A àquela altura os gritos de terror já tinham se cessado, vozes violentamente silenciadas, caladas. Não é como se de fato elas pudessem ter sido ouvidas por alguém além de seu próprio povo, mas ainda assim, eram vozes. Vozes que faziam falta naquele silêncio absoluto e mortal.
As cenas de horror voltavam à tona, tomando sua visão por completo. Via seus irmãos escalando paredões de tons estranhos, artificiais, como um desrespeito à ordem natural que tanto prezavam. Doía no coração de cada um ter de submeter a aquilo, apenas para ter uma chance de fugir e sobreviver. Naquele ponto a missão já não importava mais, já haviam esquecido o objetivo e focando apenas em suas vidas. Via seus irmãos caírem nas valas, ao seu lado.
“Nat!”, gritava correndo em direção à amiga. “Tan!”, gritava pelo outro, que caíra poucos milissegundos após a jovem.
As notícias da chacina tinham sido ouvidas por todos os arredores, das centenas de mortos só naquele dia, da crueldade do assassino, que, enquanto aquela pobre população escalava os paredões e corriam por aquele deserto completo de diversas e estranhas estruturas, quando uma máquina terrível chegava com sua ponta ou planície; empurrava aqueles no paredão e esmagava sem piedade aqueles no chão. Ouvira relatos de um que fugia em cima de uma das estruturas, uma atrasada que chegara no lugar ainda achando que a missão tinha chance, desviar a toda velocidade de uma das estruturas menores, apenas para ter seu corpo esmagado e cortado por ela.
Agora, a realidade lhe aparecia novamente. Resolvera sair de perto das estruturas e dos corpos e do sangue, focando em apenas correr para longe, agora em campo aberto, com o seu melhor abrigo a dias de distância, a dias que não tinha. Porém foi um erro grande ir para lá, e, quase se cegando por uma luz, como tudo ali, artificial, não parava de correr.

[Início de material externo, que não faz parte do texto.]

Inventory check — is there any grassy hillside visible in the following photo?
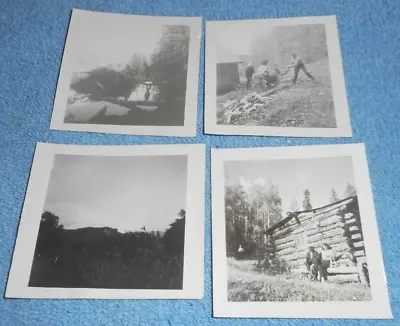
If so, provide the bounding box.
[217,59,336,128]
[29,213,185,289]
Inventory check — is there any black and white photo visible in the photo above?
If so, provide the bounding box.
[212,144,391,318]
[205,16,352,137]
[51,9,201,136]
[7,144,204,299]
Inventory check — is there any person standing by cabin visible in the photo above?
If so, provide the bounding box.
[288,53,315,85]
[304,246,321,281]
[319,243,336,282]
[245,62,256,90]
[254,60,269,90]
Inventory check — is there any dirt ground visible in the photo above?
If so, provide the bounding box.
[228,258,372,302]
[217,59,336,128]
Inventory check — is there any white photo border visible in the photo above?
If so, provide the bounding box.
[204,16,352,137]
[50,9,202,137]
[5,143,206,299]
[211,144,393,319]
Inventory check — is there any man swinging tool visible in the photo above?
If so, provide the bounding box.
[287,53,315,85]
[144,81,153,101]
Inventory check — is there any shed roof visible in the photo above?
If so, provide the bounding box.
[217,46,242,63]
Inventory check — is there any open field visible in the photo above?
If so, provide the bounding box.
[228,258,372,302]
[217,59,336,128]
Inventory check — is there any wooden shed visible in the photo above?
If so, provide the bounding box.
[266,196,368,283]
[216,48,242,94]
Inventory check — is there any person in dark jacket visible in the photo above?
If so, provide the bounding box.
[304,246,321,281]
[288,53,315,85]
[245,62,256,89]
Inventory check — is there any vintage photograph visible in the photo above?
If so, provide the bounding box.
[213,145,390,317]
[5,146,204,297]
[206,16,351,136]
[52,10,201,135]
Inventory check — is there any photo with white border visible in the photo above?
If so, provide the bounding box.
[211,144,392,319]
[204,16,352,137]
[50,9,202,137]
[5,143,205,299]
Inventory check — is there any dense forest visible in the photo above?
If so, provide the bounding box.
[252,24,328,67]
[71,26,190,100]
[29,210,186,289]
[225,183,356,258]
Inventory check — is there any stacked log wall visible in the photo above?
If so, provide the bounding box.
[271,197,365,268]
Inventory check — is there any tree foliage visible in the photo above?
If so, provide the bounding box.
[70,67,138,100]
[344,182,357,198]
[252,24,328,66]
[290,198,300,212]
[29,210,186,289]
[303,189,312,210]
[329,188,339,203]
[225,184,282,257]
[151,25,190,95]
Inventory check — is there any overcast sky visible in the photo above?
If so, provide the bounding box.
[216,21,271,55]
[44,155,187,232]
[225,156,355,214]
[71,12,163,72]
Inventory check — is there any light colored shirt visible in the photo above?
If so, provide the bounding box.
[256,65,268,77]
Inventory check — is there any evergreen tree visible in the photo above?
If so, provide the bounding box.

Era só o que fazia, era só no que pensava. Agora, a máquina mortal que acabara com a vida de seu povo não mais estava lá, e fora substituída por uma arma natural, proveniente daquele assassino. Parou para pensar por um segundo no que faria caso conseguisse sobreviver a aquilo, e, assim, sentiu uma sombra surgir atrás de si ao cair numa das valas. Atordoado, corria e dava meia-volta a toda hora, tentando fugir daquela escuridão gerada pela arma, virava-se loucamente, a inquietude e o medo chegando, porém a coragem nunca indo embora.

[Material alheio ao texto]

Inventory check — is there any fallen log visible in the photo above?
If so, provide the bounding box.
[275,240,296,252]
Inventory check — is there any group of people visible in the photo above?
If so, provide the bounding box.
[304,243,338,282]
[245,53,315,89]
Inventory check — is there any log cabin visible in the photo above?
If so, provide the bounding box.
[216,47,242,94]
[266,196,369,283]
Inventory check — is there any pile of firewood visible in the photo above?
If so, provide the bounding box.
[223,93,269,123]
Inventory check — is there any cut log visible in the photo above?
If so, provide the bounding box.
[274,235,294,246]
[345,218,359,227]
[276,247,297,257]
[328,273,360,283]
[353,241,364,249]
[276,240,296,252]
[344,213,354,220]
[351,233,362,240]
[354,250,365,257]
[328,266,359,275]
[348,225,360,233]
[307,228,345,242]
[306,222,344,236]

“Ainda que andei pela sombra do vale da morte, temerei jamais.”, era o mesmo mantra que não parava de repetir a si, até que, finalmente poderia respirar ao achar que tinha saído da mira do terrível espécime que o caçava, quando sentiu o calor envolvendo toda a sua estrutura, sentiu odores nunca sentidos tão de perto antes, viu uma última vez seus compatriotas, suspirou uma última vez e foi esmagado, morto, como todos os outros. Triunfante, seu assassino, a metros de altura, gritou:
“Mãe! Acho que matei a última formiga!”